Briona Simone Jones is Assistant Professor of English and Women's, Gender, and Sexuality Studies at the University of Connecticut. She is the editor of the multi-award-winning book Mouths of Rain: An Anthology of Black Lesbian Thought, the most comprehensive anthology centering Black Lesbian Thought to date. Jones is currently a Scholar-in-Residence at the Schomburg Center for Research in Black Culture working on her second book, Black Lesbian Aesthetics.

madison moore (any pronouns) is an artist-scholar, DJ, and Assistant Professor of Modern Culture and Media at Brown University. madison is broadly invested in the aesthetic, sonic, and spatial strategies queer and trans people of color use to both survive and thrive in the five alarm fire of everyday life. His first book, Fabulous: The Rise of the Beautiful Eccentric (Yale University Press, 2018), offers a cultural analysis of fabulousness as a practice of resistance. madison has performed internationally at a broad range of art institutions and nightclubs, including The Kitchen, BASEMENT (NY), The Geffen Contemporary at MOCA, SFMOMA, the Bemis Center for Contemporary Arts, the Perth Festival, Performance Space Sydney, the Portland Institute for Contemporary Art, American Realness, Somerset House Studios London, Tate Britain, the Philadelphia Museum of Art, and beyond. In 2022, madison held a nightlife residency at The Kitchen in New York in concert with the artist Sadie Barnette’s installation The New Eagle Creek Saloon, an ode to the first Black-owned gay bar in San Francisco. In February 2023, he guest co-edited a special issue of the arts journal e-flux on Black Rave with McKenzie Wark. Currently, he is working on a second book project, How to Get Your (Night) Life (under contract, Yale University Press), focused on Black queer nightlife as a method of living.

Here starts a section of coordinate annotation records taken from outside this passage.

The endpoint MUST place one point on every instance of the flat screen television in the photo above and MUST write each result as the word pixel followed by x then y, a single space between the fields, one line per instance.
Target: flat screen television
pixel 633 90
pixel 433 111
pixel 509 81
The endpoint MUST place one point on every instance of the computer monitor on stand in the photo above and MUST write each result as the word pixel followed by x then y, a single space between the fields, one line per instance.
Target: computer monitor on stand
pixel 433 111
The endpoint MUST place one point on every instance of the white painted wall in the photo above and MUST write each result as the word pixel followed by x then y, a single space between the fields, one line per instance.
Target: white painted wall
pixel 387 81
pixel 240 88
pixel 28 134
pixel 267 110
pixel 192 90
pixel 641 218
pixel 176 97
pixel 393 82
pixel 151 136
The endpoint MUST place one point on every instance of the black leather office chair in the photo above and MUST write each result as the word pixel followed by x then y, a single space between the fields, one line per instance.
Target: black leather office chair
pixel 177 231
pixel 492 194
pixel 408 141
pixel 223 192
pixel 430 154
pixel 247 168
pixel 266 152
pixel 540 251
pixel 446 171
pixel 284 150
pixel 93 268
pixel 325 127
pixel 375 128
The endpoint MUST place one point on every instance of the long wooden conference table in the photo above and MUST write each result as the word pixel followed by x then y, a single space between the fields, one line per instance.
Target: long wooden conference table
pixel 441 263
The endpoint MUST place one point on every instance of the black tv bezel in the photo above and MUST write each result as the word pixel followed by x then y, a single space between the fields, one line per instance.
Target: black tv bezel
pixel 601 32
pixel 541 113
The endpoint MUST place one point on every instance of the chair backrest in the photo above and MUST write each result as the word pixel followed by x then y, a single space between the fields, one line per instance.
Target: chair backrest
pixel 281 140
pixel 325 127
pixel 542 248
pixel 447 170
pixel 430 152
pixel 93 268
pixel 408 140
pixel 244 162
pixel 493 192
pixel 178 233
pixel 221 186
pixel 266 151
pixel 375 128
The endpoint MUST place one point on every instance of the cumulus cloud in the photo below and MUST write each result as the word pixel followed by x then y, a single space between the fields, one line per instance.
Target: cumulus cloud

Blair Ebony Smith, also known as lovenloops, is a practicing multimodal artist-scholar and lover from southside Richmond, Virginia. As a sound artist, DJ, and homegirl with Black girl celebratory collective/band Saving Our Lives, Hear Our Truths (SOLHOT), Blair deepened her love for Black sound, music, and making space for Black girlhood celebration with Black girls. Her art and scholarship explore themes of memory, loops, home, coalition, everlasting love, and sound/listening. She uses her lived experience and DJ/beat-making practice to engage Black (girlhood) study. Smith is the author of solo and co-written works in Wish to Live: Hip Hop Feminist Pedagogy Reader, An Outkast Reader: Essays on Race, Gender, and the Postmodern South, and American Quarterly. She teaches classes focused on Black queer and feminist art, sound, pedagogy, play, and listening. She is currently at work on a multi-modal book project, part vinyl LP, tentatively titled Love and Loops: Memory, Time, Sound & Black Girlhood. Blair is currently an Assistant Professor of Art Education and Gender and Women’s Studies at the University of Illinois Urbana-Champaign and co-curator of the exhibition Jen Everett: Could you dim the lights?